T. M. Ravi is chief marketing officer for Iron Mountain responsible for marketing and strategy for the company’s cloud, on-premises and hybrid information management solutions that span data protection, archiving, eDiscovery and compliance. Ravi joined Iron Mountain through the acquisition of Mimosa Systems, the leader in enterprise content archiving, where he was founder, president and chief executive officer. Before Mimosa, Ravi was founder and CEO of Peakstone Corporation that provided performance management solutions for Fortune 500 companies. Prior to his role at Peakstone, Ravi was vice president of marketing at Computer Associates (CA), Ravi he was responsible for the core line of CA enterprise management products, including CA Unicenter as well as the areas of application, systems and network management, software distribution, help desk, security, and storage management.
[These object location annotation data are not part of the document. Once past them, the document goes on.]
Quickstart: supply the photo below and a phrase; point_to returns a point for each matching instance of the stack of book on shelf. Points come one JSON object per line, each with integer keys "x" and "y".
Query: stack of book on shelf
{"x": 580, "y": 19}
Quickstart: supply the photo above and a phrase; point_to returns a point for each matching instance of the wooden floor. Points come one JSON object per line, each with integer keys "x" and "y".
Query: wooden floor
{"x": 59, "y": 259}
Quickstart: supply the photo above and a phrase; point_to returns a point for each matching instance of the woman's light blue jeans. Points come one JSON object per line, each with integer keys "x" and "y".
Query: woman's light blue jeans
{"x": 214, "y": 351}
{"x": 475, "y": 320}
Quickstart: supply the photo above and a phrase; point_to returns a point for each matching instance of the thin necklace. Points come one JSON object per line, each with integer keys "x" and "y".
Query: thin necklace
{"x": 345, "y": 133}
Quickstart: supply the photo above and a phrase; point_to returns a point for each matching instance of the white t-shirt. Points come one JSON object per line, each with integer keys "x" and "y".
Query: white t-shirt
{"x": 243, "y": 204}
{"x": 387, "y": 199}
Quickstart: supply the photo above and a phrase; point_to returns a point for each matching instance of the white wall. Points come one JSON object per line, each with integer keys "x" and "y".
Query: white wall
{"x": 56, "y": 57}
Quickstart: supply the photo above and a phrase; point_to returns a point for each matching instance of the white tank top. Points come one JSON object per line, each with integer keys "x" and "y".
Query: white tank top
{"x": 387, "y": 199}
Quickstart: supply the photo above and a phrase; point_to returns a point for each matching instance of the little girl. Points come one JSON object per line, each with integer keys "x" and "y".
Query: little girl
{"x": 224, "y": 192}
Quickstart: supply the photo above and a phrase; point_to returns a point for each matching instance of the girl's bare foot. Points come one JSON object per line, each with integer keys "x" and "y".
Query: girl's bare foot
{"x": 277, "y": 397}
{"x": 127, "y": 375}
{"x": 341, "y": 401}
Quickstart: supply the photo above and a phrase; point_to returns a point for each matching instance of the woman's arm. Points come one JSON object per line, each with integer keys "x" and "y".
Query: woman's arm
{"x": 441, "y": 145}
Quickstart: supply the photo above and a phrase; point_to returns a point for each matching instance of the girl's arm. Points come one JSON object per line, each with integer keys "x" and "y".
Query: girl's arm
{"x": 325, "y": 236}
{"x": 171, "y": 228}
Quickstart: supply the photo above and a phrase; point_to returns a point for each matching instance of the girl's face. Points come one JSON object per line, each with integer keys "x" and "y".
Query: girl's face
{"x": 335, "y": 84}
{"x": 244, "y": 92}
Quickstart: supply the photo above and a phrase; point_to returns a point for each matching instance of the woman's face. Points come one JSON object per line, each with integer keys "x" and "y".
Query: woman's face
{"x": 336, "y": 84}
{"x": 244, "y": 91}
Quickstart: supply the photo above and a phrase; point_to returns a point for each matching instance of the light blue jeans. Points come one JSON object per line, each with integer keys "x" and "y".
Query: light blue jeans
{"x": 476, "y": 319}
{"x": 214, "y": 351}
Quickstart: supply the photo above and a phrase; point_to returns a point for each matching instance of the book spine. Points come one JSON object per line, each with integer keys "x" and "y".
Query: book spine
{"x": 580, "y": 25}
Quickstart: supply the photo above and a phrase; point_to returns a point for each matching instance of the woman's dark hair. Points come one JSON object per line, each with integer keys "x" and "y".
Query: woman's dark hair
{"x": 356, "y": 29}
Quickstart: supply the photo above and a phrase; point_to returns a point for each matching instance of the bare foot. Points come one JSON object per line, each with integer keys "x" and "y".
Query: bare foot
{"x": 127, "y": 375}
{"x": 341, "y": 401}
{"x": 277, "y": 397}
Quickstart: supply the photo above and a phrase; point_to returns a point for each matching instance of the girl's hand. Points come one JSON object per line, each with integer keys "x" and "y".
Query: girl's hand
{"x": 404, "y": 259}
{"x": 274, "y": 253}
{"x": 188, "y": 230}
Ravi joined CA through the $1.2 billion acquisition of Cheyenne Software, the market leader in storage management and antivirus solutions. At Cheyenne Software, he was the vice president responsible for the company's successful Windows NT business with products, such as ARCserve backup and InocuLAN antivirus. Earlier in his career, Ravi worked in Hewlett-Packard's Information Architecture Group, where he did product planning for client/server and storage solutions. Ravi earned a MS and PhD from UCLA and a Bachelors of Technology from Indian Institute of Technology (IIT), Kanpur, India.